The RQ-170’s first publicly acknowledged mission was launched from Kandahar Airfield, Afghanistan in 2007. Shortly after, the UAV earned the famous nickname “The Beast of Kandahar.” The RQ-170 also flew over North Korea and was reportedly used in 2011 Bin Laden Raid in Abbottabad, Pakistan. The real-time feed allowed President Barack Obama and his staff to watch the assault as it unfolded. In December of the same year, the Iranian the military successfully hijacked an RQ-170 while in flight, then reverse-engineered it and developed a version of the aircraft for its own UAV fleet. Ouch!

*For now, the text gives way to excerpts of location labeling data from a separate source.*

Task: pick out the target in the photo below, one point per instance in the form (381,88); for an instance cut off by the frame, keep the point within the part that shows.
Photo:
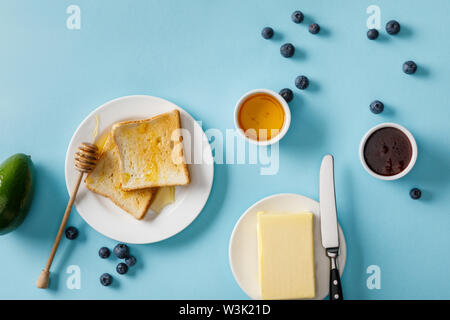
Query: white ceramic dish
(243,248)
(104,216)
(413,147)
(287,117)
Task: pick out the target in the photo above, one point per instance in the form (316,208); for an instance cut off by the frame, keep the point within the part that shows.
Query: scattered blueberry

Switchblade Tactical Systems are a two-in-one package. Developed in the 2000s by AeroVironment and entering service in 2011, these Switchblade devices are the first deadly miniature aerial missile system in the US military’s arsenal. A single operator can set up a self-contained Tube Launcher – a smaller, more compact version of a Mortar Tube – in less than 10 minutes and launch either of two Switchblade models into a hostile area. Once at an altitude of between 500 and 650 feet above the ground, the drone has the endurance to stay on station for between 15 minutes and 40 minutes, or more, depending on the model, and uses ISR capabilities to provide operators real-time monitoring. . If the ground operator decides to hit a target – a vehicle, for example, or an object or a person through a window — the Switchblade can perform precision strikes with minimal collateral damage.
There is currently two models of these drones: Switchblade 300 and Switchblade 600. Switchblade 300, the smallest model, weighs only 5.5 pounds, can fit in a backpack and is designed for anti-personnel use, while the Switchblade 600 is much larger , weighing about 50 pounds, and carries a warhead that can destroy tanks. In 2022, the United States provided around 100 Switchblade drones to Ukraine, where the Switchblade 600 in particular have since been known as “kamikaze drones”.